Dataflow programming embodies these principles, with spreadsheets perhaps the most widespread embodiment of dataflow. For example, in a spreadsheet you can specify a cell formula which depends on other cells; then when any of those cells is updated the first cell's value is automatically recalculated. It's possible for one change to initiate a whole sequence of changes, if one cell depends on another cell which depends on yet another cell, and so on.
The dataflow technique is not restricted to recalculating numeric values, as done in spreadsheets. For example, dataflow can be used to redraw a picture in response to mouse movements, or to make a robot turn in response to a change in light level.
One benefit of dataflow is that it can reduce the amount of coupling-related code in a program. For example, without dataflow, if a variable X depends on a variable Y, then whenever Y is changed X must be explicitly recalculated. This means that Y is coupled to X. Since X is also coupled to Y (because X's value depends on the Y's value), the program ends up with a cyclic dependency between the two variables. Programs can avoid this cycle by using an observer pattern, but only at the cost of introducing a non-trivial amount of code. Dataflow improves this situation by making the recalculation of X automatic, thereby eliminating the coupling from Y to X. Dataflow makes implicit a significant amount of computation that must be expressed explicitly in other programming paradigms.
Dataflow is also sometimes referred to as reactive programming.
There have been a few programming languages created specifically to support dataflow. In particular, many (if not most) visual programming languages have been based on the idea of dataflow.

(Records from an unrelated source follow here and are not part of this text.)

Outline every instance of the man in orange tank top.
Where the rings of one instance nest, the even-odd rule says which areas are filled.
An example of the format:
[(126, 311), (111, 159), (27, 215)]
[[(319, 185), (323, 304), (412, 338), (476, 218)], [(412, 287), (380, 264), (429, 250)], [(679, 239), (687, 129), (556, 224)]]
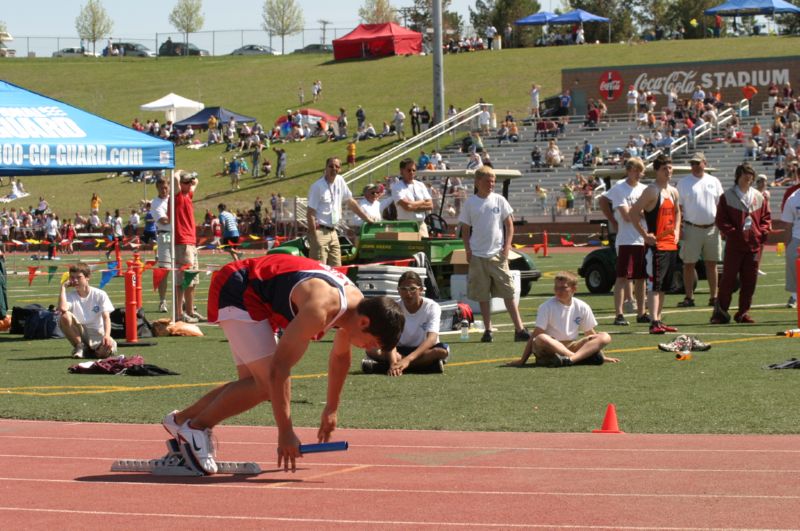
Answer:
[(631, 216), (638, 218), (644, 212), (645, 229), (635, 225), (644, 237), (647, 247), (647, 274), (652, 282), (648, 305), (651, 334), (677, 332), (677, 328), (664, 324), (661, 309), (664, 306), (664, 293), (672, 281), (678, 263), (678, 239), (681, 226), (681, 211), (678, 208), (678, 189), (669, 181), (672, 178), (672, 160), (659, 155), (653, 161), (656, 180), (642, 192), (639, 200), (631, 208)]

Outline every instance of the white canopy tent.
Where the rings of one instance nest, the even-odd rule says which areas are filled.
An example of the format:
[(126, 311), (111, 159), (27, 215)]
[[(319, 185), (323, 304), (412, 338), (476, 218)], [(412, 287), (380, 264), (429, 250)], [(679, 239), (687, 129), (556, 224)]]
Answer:
[(145, 103), (139, 107), (139, 109), (143, 111), (164, 111), (166, 121), (173, 123), (188, 118), (196, 112), (202, 111), (204, 108), (205, 105), (199, 101), (193, 101), (172, 92), (163, 98)]

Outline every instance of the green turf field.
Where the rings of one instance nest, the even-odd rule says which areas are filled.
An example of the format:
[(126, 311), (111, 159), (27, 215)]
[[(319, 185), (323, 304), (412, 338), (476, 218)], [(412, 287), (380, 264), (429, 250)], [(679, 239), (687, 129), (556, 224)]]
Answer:
[[(253, 256), (254, 253), (251, 253)], [(544, 278), (520, 304), (530, 326), (537, 306), (551, 294), (552, 274), (575, 270), (580, 254), (538, 258)], [(27, 284), (27, 266), (21, 255), (7, 258), (9, 303), (55, 303), (57, 281), (37, 277)], [(97, 259), (97, 255), (86, 255)], [(64, 261), (69, 260), (69, 257)], [(201, 264), (223, 261), (221, 255), (201, 255)], [(351, 374), (343, 392), (339, 420), (343, 428), (405, 428), (447, 430), (519, 430), (587, 432), (598, 428), (605, 406), (617, 405), (621, 428), (636, 433), (798, 433), (800, 432), (800, 371), (767, 371), (766, 364), (797, 356), (800, 339), (778, 338), (775, 332), (796, 325), (795, 310), (784, 308), (783, 258), (774, 250), (764, 253), (754, 309), (756, 325), (711, 327), (710, 310), (677, 309), (678, 295), (669, 296), (665, 321), (682, 333), (713, 344), (709, 352), (695, 353), (691, 361), (675, 361), (661, 352), (664, 337), (649, 336), (646, 325), (612, 327), (612, 298), (579, 293), (594, 308), (599, 329), (612, 333), (608, 353), (619, 364), (568, 369), (510, 369), (501, 365), (522, 351), (512, 341), (507, 316), (496, 315), (500, 332), (491, 345), (469, 343), (457, 333), (445, 336), (452, 346), (451, 363), (443, 375), (405, 375), (400, 378), (363, 375), (353, 356)], [(46, 269), (46, 264), (43, 269)], [(63, 270), (63, 267), (62, 267)], [(93, 278), (93, 285), (99, 279)], [(145, 282), (145, 310), (157, 318), (157, 298)], [(202, 300), (208, 278), (199, 286)], [(123, 299), (121, 280), (107, 287), (112, 300)], [(581, 284), (581, 291), (585, 288)], [(707, 298), (701, 283), (697, 301)], [(734, 304), (735, 304), (734, 299)], [(201, 312), (204, 307), (201, 306)], [(204, 338), (160, 338), (158, 345), (126, 348), (180, 376), (134, 378), (71, 375), (73, 363), (66, 340), (25, 341), (0, 334), (0, 417), (106, 422), (157, 422), (165, 412), (182, 407), (213, 385), (234, 377), (221, 331), (203, 327)], [(309, 349), (294, 370), (292, 408), (298, 426), (318, 423), (326, 389), (327, 352), (331, 335)], [(237, 424), (269, 425), (269, 405), (232, 419)]]
[[(671, 61), (725, 61), (726, 59), (781, 56), (795, 53), (793, 37), (752, 37), (705, 39), (701, 41), (663, 41), (628, 45), (559, 46), (547, 49), (509, 49), (445, 56), (445, 101), (466, 108), (483, 98), (494, 103), (498, 114), (511, 110), (517, 117), (527, 115), (532, 82), (542, 85), (544, 96), (561, 90), (561, 69), (596, 65), (655, 64)], [(85, 58), (52, 60), (14, 59), (3, 61), (0, 78), (85, 108), (128, 125), (134, 117), (163, 121), (163, 113), (143, 113), (141, 104), (167, 93), (222, 105), (257, 117), (265, 127), (298, 106), (297, 88), (311, 94), (311, 83), (323, 82), (323, 96), (317, 103), (307, 102), (330, 114), (344, 107), (355, 125), (357, 105), (362, 105), (367, 120), (380, 131), (384, 120), (391, 120), (395, 107), (407, 112), (413, 102), (432, 105), (430, 56), (391, 57), (371, 61), (334, 63), (329, 56), (290, 54), (276, 57), (178, 57), (178, 58)], [(733, 97), (738, 97), (738, 94)], [(369, 140), (358, 145), (360, 159), (380, 154), (389, 140)], [(227, 177), (214, 177), (222, 167), (222, 147), (176, 150), (177, 166), (200, 173), (201, 184), (195, 199), (196, 212), (215, 211), (224, 200), (231, 208), (252, 208), (256, 195), (270, 192), (285, 196), (307, 195), (309, 184), (319, 177), (326, 157), (345, 156), (344, 142), (283, 144), (289, 164), (289, 178), (283, 182), (243, 179), (241, 190), (231, 193)], [(230, 155), (227, 155), (230, 159)], [(270, 156), (275, 161), (274, 153)], [(394, 172), (395, 168), (391, 168)], [(383, 175), (376, 176), (382, 178)], [(6, 180), (6, 183), (8, 181)], [(62, 218), (76, 211), (87, 215), (89, 198), (98, 192), (101, 210), (119, 208), (126, 214), (145, 194), (142, 185), (128, 184), (119, 177), (76, 175), (67, 178), (31, 177), (24, 179), (31, 193), (29, 201), (8, 205), (36, 205), (39, 195), (46, 197)], [(152, 198), (154, 189), (148, 190)], [(356, 186), (353, 191), (360, 190)], [(0, 194), (10, 190), (0, 187)], [(127, 216), (125, 216), (127, 219)]]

In Kahn process networks, named after Dr. Gilles Kahn, the processes are determinate. This implies that each determinate process computes a continuous function from input streams to output streams, and that a network of determinate processes is itself determinate, thus computing a continuous function. This implies that the behaviour of such networks can be described by a set of recursive equations, which can be solved using fixpoint theory. The movement and transformation of the data is represented by a series of shapes and lines.